In the past four years, CUI’s debate squad has gone from “Who?” to “Wow!", winning the national tournament last year and taking second place this year in spite of having graduated seven of its strongest debaters.
“It was a fantastic year,” says Konrad Hack, director of forensics and assistant professor of communication at CUI. “We have exceptional debaters and very, very talented coaches.”
Chase Harrington, a senior whose two-person team went undefeated and won the open parliamentary debate track at a major national tournament in Stockton, says nobody was sure what to expect this year given that Concordia’s top debaters had graduated.
"We outperformed people’s expectations," he says. “To miss first place at the national tournament by one point during a rebuilding year is remarkable. We're grateful for the success we had.”
The squad’s success, even in a “down” year, comes from the students’ commitment to research and practice, says coach Kevin Calderwood.
“I was very impressed with the team’s trajectory this year and how hard the students worked to get themselves there,”
he says. “They all did their assignments and were in the squad room for twelve hours a day in the run-up to nationals.”
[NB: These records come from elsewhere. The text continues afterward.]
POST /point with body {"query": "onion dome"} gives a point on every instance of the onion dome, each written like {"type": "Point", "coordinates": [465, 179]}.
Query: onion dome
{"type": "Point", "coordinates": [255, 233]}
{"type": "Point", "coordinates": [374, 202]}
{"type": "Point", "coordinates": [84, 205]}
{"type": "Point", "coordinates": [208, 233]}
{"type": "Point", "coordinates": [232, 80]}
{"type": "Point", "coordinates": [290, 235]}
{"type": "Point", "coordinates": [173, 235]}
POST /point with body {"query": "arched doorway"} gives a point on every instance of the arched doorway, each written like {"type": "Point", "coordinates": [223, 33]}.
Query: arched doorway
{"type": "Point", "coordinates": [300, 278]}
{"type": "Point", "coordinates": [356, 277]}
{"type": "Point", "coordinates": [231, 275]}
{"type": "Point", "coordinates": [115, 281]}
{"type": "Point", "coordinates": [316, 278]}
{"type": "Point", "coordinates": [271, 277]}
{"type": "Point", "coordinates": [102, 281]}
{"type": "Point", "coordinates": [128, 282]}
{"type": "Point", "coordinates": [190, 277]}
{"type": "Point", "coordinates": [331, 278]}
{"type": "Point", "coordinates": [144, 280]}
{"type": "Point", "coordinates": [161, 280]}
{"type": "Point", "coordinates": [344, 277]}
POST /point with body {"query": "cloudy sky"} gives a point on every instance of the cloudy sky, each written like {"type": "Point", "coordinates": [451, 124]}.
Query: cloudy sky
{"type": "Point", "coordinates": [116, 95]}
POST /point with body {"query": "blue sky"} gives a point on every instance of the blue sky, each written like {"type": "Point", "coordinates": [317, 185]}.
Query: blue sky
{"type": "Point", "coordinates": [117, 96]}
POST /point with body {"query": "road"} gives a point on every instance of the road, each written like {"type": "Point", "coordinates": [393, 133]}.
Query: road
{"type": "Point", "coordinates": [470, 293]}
More than hard work, CUI has a reputation on the debate circuit for unity and respect.
“People have told me how blown away they are by how our team carries itself,” says Harrington. “At some schools it's competitive and people aren't willing to help each other out. On our team everyone mutually builds each other up. We carry ourselves like a family. That's the leadership and Christian qualities Kevin and Konrad display. Even though we come from range of backgrounds we get along extremely well and value one another's success.”
At the National Parliamentary Debate Association championship tournament hosted by Northern Arizona University in March 2014, Concordia brought four two-person teams instead of eight as last year. Yet each team advanced into elimination rounds, going 7-1, 6-2, 6-2 and 5-3. Concordia was one of just three schools to advance four teams into elimination rounds, but the squad missed first place by the thinnest possible margin — a single vote in the overall point total.
“Next year,” Hack told his team afterward, “is our year.”
Hack, who recruits strategically from community colleges and homeschool debate leagues, says the debaters coming to CUI next year “are incredible. We’re terribly excited about having them here.” Some on the debate circuit are even calling CUI’s group “a legendary team in the making,” he says.
“We’re pretty excited about the future,” says Calderwood, who has gone from part-time to full-time coach and is a big part of Concordia’s debating success, according to Hack.
Sophomore Joshua Vannoy says the squad has grown stronger and more unified through the tournaments.
“We know how everyone works,” he says. “Next year we’ll have things ready to go so it’ll be a lot easier to push into full gear going into the national tournament.”